Department of Genome Sciences, University of Washington School of Medicine, Seattle, WA, 98195, USA.
Quantitative and Computational Biology, University of Southern California, Los Angeles, CA, 90089, USA.
Nat Commun. 2019 Apr 16;10(1):1784. doi: 10.1038/s41467-018-08148-z.

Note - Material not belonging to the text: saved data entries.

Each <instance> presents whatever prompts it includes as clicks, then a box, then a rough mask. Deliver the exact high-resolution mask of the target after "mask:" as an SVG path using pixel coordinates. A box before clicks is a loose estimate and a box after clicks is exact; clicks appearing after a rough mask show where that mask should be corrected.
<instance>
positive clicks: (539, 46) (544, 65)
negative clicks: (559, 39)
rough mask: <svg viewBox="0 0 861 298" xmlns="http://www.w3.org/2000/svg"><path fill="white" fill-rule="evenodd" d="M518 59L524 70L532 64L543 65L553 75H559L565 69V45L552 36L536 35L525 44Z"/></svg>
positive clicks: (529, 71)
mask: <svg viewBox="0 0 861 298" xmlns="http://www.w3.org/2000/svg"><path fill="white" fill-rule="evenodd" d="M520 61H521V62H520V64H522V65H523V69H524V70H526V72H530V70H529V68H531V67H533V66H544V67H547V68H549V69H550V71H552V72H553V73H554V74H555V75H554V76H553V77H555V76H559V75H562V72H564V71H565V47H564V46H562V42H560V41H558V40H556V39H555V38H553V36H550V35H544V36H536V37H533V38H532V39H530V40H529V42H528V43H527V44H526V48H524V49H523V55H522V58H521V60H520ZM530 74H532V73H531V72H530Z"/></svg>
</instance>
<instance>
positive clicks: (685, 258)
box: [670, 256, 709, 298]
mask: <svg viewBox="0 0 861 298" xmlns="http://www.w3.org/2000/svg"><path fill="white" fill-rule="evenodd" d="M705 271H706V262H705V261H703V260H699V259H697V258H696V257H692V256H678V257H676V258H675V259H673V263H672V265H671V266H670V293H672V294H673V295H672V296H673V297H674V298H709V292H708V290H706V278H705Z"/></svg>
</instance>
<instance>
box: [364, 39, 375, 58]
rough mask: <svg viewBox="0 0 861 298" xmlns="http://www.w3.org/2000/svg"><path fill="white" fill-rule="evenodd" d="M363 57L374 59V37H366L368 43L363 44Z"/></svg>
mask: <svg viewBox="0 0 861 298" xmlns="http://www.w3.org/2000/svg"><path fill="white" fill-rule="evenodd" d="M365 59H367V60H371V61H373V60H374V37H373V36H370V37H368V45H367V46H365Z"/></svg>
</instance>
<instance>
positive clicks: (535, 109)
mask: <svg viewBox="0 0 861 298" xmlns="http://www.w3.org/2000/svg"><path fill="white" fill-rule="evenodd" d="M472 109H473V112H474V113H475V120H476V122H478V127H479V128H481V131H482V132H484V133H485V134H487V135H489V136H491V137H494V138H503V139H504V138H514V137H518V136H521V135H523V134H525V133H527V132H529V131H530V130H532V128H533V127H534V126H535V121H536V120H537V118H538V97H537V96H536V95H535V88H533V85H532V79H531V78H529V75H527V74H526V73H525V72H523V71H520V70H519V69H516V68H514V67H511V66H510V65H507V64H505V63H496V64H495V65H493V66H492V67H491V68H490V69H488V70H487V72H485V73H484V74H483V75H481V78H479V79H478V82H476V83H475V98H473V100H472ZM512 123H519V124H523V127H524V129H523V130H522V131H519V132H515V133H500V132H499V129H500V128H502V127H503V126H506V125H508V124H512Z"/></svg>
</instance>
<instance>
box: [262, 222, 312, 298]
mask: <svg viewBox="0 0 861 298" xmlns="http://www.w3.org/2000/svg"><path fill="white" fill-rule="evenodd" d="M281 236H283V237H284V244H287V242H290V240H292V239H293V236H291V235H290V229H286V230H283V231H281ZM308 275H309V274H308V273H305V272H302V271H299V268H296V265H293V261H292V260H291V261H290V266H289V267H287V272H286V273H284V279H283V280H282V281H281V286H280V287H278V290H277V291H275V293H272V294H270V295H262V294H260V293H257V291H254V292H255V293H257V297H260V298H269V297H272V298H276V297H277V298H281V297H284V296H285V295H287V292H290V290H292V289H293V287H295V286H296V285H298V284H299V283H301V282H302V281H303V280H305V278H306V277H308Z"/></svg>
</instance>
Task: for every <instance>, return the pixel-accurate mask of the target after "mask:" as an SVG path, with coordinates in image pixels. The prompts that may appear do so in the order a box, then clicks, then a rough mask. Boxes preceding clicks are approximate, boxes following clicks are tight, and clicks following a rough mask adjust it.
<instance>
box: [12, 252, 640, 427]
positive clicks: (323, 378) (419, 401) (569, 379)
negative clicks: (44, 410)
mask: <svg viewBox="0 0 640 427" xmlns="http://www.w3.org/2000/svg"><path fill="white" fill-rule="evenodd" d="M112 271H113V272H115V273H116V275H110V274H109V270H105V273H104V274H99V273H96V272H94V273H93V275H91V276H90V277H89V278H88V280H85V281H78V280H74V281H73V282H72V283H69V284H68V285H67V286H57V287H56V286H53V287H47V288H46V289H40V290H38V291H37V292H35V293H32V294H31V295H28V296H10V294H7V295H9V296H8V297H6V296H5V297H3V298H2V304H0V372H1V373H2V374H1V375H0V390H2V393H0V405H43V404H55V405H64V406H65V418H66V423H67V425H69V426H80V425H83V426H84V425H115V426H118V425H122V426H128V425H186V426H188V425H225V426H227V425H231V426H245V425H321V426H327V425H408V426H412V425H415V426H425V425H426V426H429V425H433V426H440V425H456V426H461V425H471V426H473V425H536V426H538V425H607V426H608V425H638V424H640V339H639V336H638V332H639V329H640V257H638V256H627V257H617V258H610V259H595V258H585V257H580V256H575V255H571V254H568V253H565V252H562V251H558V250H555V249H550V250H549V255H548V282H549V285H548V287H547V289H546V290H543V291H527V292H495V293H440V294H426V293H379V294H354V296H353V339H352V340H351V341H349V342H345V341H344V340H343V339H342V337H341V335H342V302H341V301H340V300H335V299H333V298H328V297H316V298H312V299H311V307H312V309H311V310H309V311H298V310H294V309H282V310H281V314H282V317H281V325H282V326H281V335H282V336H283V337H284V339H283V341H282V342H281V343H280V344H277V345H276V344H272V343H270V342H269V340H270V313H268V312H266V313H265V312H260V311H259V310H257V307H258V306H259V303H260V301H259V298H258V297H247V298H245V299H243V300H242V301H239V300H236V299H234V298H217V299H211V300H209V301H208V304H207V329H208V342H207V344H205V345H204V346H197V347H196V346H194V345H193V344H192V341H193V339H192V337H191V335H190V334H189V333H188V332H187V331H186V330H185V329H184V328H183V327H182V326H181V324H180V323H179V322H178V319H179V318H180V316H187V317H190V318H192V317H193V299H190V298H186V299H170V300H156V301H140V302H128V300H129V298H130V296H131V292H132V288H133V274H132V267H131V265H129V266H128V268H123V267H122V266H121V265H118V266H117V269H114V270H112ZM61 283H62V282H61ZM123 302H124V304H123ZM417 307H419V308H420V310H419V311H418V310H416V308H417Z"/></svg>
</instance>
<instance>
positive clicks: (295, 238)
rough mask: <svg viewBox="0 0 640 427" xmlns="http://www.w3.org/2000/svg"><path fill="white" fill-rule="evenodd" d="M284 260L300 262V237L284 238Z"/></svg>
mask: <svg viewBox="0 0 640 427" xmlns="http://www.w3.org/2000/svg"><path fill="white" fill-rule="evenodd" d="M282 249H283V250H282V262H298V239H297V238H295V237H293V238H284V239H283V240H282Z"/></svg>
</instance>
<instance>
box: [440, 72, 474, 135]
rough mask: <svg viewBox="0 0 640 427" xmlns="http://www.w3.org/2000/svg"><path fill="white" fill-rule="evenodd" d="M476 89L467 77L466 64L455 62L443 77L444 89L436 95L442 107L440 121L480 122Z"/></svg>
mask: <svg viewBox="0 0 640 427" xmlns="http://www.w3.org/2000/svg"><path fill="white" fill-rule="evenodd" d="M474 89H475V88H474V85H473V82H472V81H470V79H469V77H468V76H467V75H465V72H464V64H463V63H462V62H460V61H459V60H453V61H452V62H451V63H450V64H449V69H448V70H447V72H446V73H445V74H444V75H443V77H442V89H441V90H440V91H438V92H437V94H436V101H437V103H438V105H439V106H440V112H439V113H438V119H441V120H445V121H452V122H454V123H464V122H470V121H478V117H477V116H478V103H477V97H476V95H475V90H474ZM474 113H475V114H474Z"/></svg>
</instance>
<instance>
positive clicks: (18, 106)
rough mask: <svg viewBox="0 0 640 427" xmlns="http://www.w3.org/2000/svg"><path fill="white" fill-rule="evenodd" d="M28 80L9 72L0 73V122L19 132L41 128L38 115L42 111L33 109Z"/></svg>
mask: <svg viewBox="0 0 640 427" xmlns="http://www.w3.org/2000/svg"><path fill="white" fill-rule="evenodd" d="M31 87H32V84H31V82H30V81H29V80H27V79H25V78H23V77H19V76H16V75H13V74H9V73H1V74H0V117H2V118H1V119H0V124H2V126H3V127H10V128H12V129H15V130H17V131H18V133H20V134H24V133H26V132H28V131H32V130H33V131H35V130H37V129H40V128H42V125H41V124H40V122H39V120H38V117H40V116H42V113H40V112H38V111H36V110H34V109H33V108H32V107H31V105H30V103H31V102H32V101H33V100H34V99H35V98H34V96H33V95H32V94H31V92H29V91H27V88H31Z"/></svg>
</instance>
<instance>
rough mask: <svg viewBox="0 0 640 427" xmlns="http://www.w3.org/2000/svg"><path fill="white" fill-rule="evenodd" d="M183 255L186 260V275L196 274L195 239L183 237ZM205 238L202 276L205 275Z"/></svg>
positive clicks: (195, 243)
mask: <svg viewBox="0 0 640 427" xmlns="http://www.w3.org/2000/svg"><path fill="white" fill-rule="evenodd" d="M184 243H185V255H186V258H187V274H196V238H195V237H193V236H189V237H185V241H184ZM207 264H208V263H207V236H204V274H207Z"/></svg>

The incomplete identification of structural variants (SVs) from whole-genome sequencing data limits studies of human genetic diversity and disease association. Here, we apply a suite of long-read, short-read, strand-specific sequencing technologies, optical mapping, and variant discovery algorithms to comprehensively analyze three trios to define the full spectrum of human genetic variation in a haplotype-resolved manner. We identify 818,054 indel variants (<50 bp) and 27,622 SVs (≥50 bp) per genome. We also discover 156 inversions per genome and 58 of the inversions intersect with the critical regions of recurrent microdeletion and microduplication syndromes. Taken together, our SV callsets represent a three to sevenfold increase in SV detection compared to most standard high-throughput sequencing studies, including those from the 1000 Genomes Project. The methods and the dataset presented serve as a gold standard for the scientific community allowing us to make recommendations for maximizing structural variation sensitivity for future genome sequencing studies.
从全基因组测序数据中不完全识别结构变异 (SV) 限制了人类遗传多样性和疾病关联的研究。在这里,我们应用了一系列长读长、短读长、链特异性测序技术、光学图谱和变异发现算法,全面分析了三个三胞胎,以单倍型解析的方式定义了人类遗传变异的全貌。我们确定了每个基因组 818,054 个插入缺失变异体(<50bp)和 27,622 个结构变异体(≥50bp)。我们还发现每个基因组中有 156 个倒位,其中 58 个倒位与反复出现的微缺失和微重复综合征的关键区域相交。总的来说,与大多数标准高通量测序研究(包括 1000 基因组计划)相比,我们的 SV 调用集代表了 SV 检测的三到七倍的增加。所提出的方法和数据集为科学界提供了一个黄金标准,使我们能够为未来的基因组测序研究提出最大限度提高结构变异敏感性的建议。